Language fellowship wants to inspire more Yampa Valley students to travel the world |

Language fellowship wants to inspire more Yampa Valley students to travel the world

Kari Harden Steamboat Today
Lindsey Adler was awarded a $2,500 Dring Language Fellowship Award in 2015 and traveled to Peru and Bolivia through a Princeton University program.
Courtesy photo

STEAMBOAT SPRINGS — From Norway to Bolivia, Bill and Jan Dring have been helping young people from the Yampa Valley learn another language — a skill the couple view as seriously enlightening but sorely lacking among Americans. 

The Drings began the Dring Language Fellowship in Routt County in 2010, and since then, have provided $12,000 in financial assistance to seven world travelers. The couple originated the program in their other hometown of Oak Park, Illinois, in 2007, where 18 individuals have been granted a total of $31,000.

“Learning another language completely changed my perspective on life — on everything,” said Anne Poirot, who was the Routt County fellowship’s first recipient. 

Born out of the Drings’ own love of travel — combined with regret they themselves aren’t fluent in more languages — the pair established the fellowship through Yampa Valley Community Foundations as their way of promoting global communication.

“Americans should learn another language and be proficient,” said Jan, who worked as a travel agent. “It helps people understand foreign cultures.”

Especially “in this day and age,” she added, with so much “misunderstanding” between cultures.

“I don’t think you can understand another culture without knowing the language,” echoed Bill.

The Drings emphasize the value of traveling abroad, as opposed to simply taking lessons in the U.S.

“Travel makes you question things,” Bill said. “And see what we take for granted in our home country.”

Awarding up to $2,500 to one or more recipients, applicants must be planning “an international travel experience for the purpose of improving or perfecting foreign language skills.”

Today, the Drings are seeking a new group of applicants in advance of the April 6 deadline. 

Along with a committee, they will review the applications before choosing the winner or winners. What the Drings most want to see from applicants is a travel plan that emphasizes the study of a language in an individual and intense immersive environment with the goal of fluency, or at least competency.

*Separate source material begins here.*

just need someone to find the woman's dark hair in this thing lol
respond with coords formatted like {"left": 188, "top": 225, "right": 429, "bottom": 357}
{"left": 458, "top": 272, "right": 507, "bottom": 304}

“We believe that communication between people of the world is not truly possible without common languages,” write the Drings on the fellowship website.

The fellowship won’t fund school tours or group trips. It is open to current students or graduates of all high schools and colleges in Routt County. It is also open to “Routt County residents who did not attend local schools but who have a strong connection to Yampa Valley.”

Jan noted the increasing popularity of students taking a “gap year,” either before or during college.

Lindsey Adler, the 2015 language fellowship recipient, said a gap year was always part of her plan. With the help of the Drings, she spent the first half of her year on a trip to South America through a Princeton University program. Adler trekked to remote villages in the Andes in Peru and lived with a host family in Bolivia where she spent four hours a day in Spanish language classes.

“Being open to connecting to people of another language and culture opens a lot of doors,” reflected Adler.

The Dring Fellowship gave her both the extra financial help and the motivational push to learn Spanish, she said. Adler’s plans for her future include a possible stint with the Peace Corps in Ecuador or Costa Rica.

Many of the past winners used the fellowship funds to assist with additional costs as Steamboat Rotary exchange students, like Poirot, who was granted $1,500 in 2011, along with $1,000 given to another Rotary exchange student who went to Italy. 

Poirot is the first to admit that Norwegian may not have seemed the most practical choice of languages, and she acknowledges the widespread proficiency of English speakers in Norway.

However it was that trip, and her commitment to the Drings that she would become proficient in Norwegian, which not only gave her an “extra motivational push” while studying in Norway, but helped to shape everything that followed. 

“They had a lot of faith in me,” she said of the Drings. “And I tried to take that seriously.”

When Poriot could have fallen back on English, she pushed herself and others to keep the conversation in Norwegian. 

“Learning one language through the fellowship made me want to understand people better,” she said. “What you know — and how you speak — changes how you see the world.”

Poirot went on to study French and Spanish with a focus on linguistics and anthropology at the University of Colorado, all fed by her 2011 experience as a 17-year-old exchange student in Norway.

In 2015, Poirot spent a year South Africa, where she learned Xhosa and South African sign language while working and continuing her education at the University of Cape Town.

Other recipients have also been shaped by their fellowship experience. The Drings said they discovered a young woman who had spent time in 2013 living with a family in Costa Rica and studying Spanish, “just shipped out with the Air Force as a special linguist.”

The Drings keep in touch with many of the past recipients and recently went to lunch with another young woman who spent time in Brazil. They were joined by some members of the U.S. State Department.

“The whole lunch was in Portuguese,” Bill said. “We were delighted, but we didn’t understand a word.”